Essentially, Emily’s body will be completely rebooted like a computers hard drive. The basic planis that she’ll get medicine to help her body produce more good cells, then high-dose chemo (4x stronger than cancer chemo) to wipe her immune system to nothing, and then reinfusion of her cells. Well be going the last week of October, and if all goes well, well be returning home around the beginning to middle of January. She’ll be mostly outpatient for the first few weeks, but then inpatient, in a special air filtration room consistently in December. As you can imagine, it is very risky to temporarily get rid of someone’s immune system.
There is some anxiety and some fear. But there is also joy and gratefulness for this opportunity. The people who have had this treatment are still showing miraculous results years later, so we are trusting that God is making all these things possible.

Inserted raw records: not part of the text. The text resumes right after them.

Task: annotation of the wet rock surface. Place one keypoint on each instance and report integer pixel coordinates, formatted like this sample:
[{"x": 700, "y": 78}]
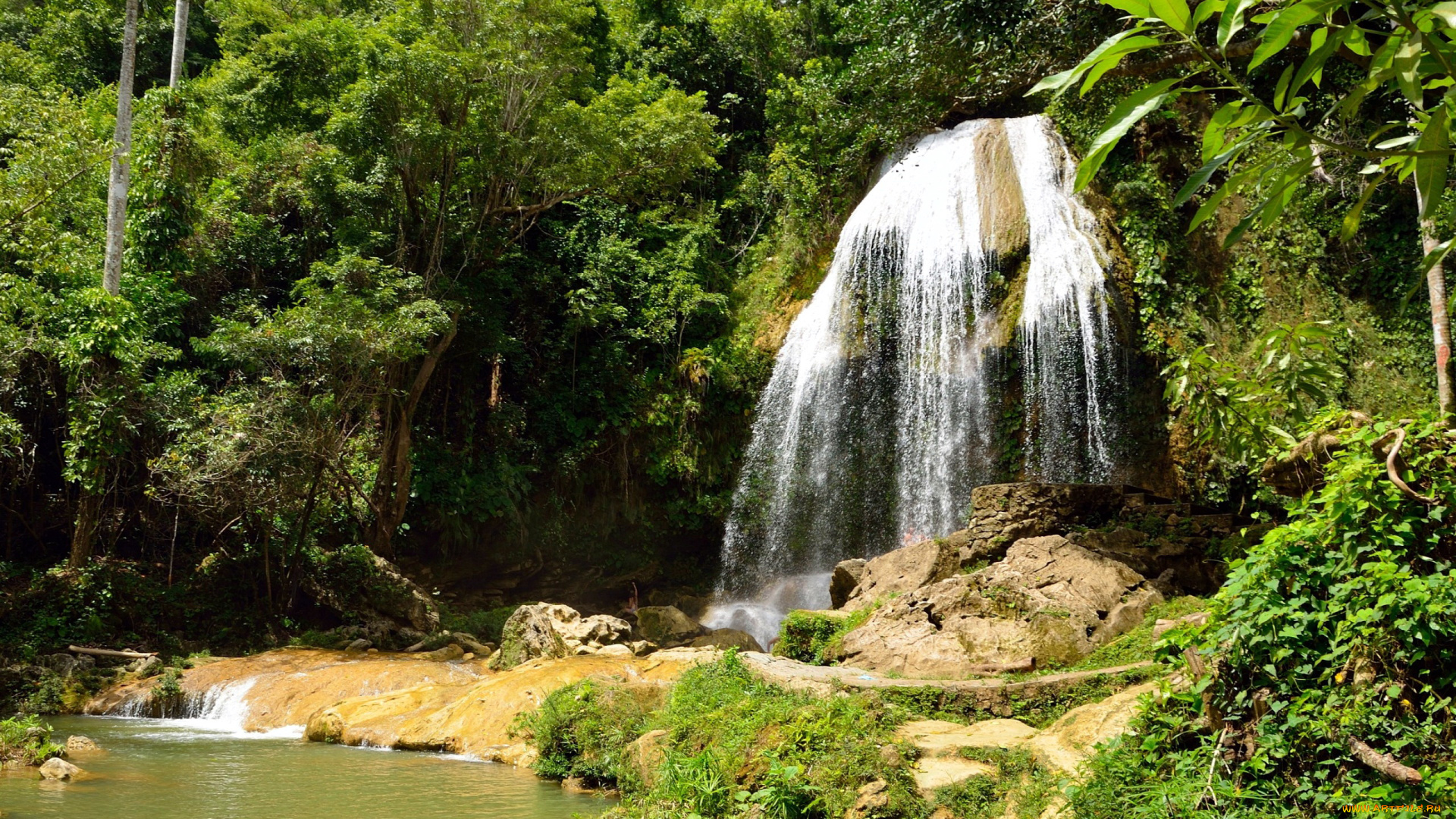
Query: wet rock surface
[{"x": 1049, "y": 599}]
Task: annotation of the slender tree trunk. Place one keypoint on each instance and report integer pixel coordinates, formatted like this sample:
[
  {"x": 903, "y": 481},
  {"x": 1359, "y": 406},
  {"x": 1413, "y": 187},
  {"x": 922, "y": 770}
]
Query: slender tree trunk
[
  {"x": 121, "y": 156},
  {"x": 83, "y": 537},
  {"x": 178, "y": 41},
  {"x": 391, "y": 494},
  {"x": 1440, "y": 316}
]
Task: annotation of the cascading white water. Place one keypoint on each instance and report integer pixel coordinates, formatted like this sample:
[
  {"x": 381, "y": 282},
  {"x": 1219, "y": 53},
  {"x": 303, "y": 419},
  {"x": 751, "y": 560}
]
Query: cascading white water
[
  {"x": 1069, "y": 369},
  {"x": 223, "y": 708},
  {"x": 881, "y": 410}
]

We cannot do this alone. As you might imagine, there are many costs associated with the season of life we have coming up. Praise God, the insurance company has covered most everything medically. (The total cost will be in the hundreds of thousands.) In addition, this past July, when we refinanced our house, we were able to cash out some money knowing that the possibility of this trip existed. We were also able to recently negate some of the cost by applying to multiple organizations that give money towards things like this. So we know that God is already providing. But even still, we will need almost $30,000 to make all of this possible.
Why $29,500? We have taken the costs that we know of, estimated the costs of the the rest, taken out what we have saved up, and $29,500 is as close as we could come to an estimate. It may be more or less, but for now $29,500 seems to be very close.
In addition to some medical costs, we need a certain type of room at a hotel next to the hospital for 2 months. For a few periods of time, Emily will be outpatient and need to be next to the hospital. Luckily, the staff has worked out a deal with people in our situation so we are getting a gigantic discount for staying 2+ months. Well also need groceries/food. Rental car and gas (well need one off and on). And anything else that comes up. Well also continue to have bills at home: mortgage; utilities; car; etc. I will be continuing to work as much as possible from Chicago so we will still have my salary to depend on for a chunk of these fixed monthly costs. Emily has enough vacation and sick leave built up that she will be paid through November. Because of the nature of an immune system, we may have to pay for some heavy duty carpet and air duct cleaning as well. But well cross that bridge when we come to it.
So at this point, we’ve done a lot of footwork and are trusting that through Gods grace and provision, friends and family, and prayer, that all of this will happen. Will you consider helping us on this journey? Can you invite others in as well? Please share with your friends, families, churches, communities, Facebook, Twitter, etc. Also, if you’d like to give to us directly to avoid the service charge that well incur, please email email@example.com and well let you know how!
We are truly humbled and thankful for all of your support, prayers, friendship and love.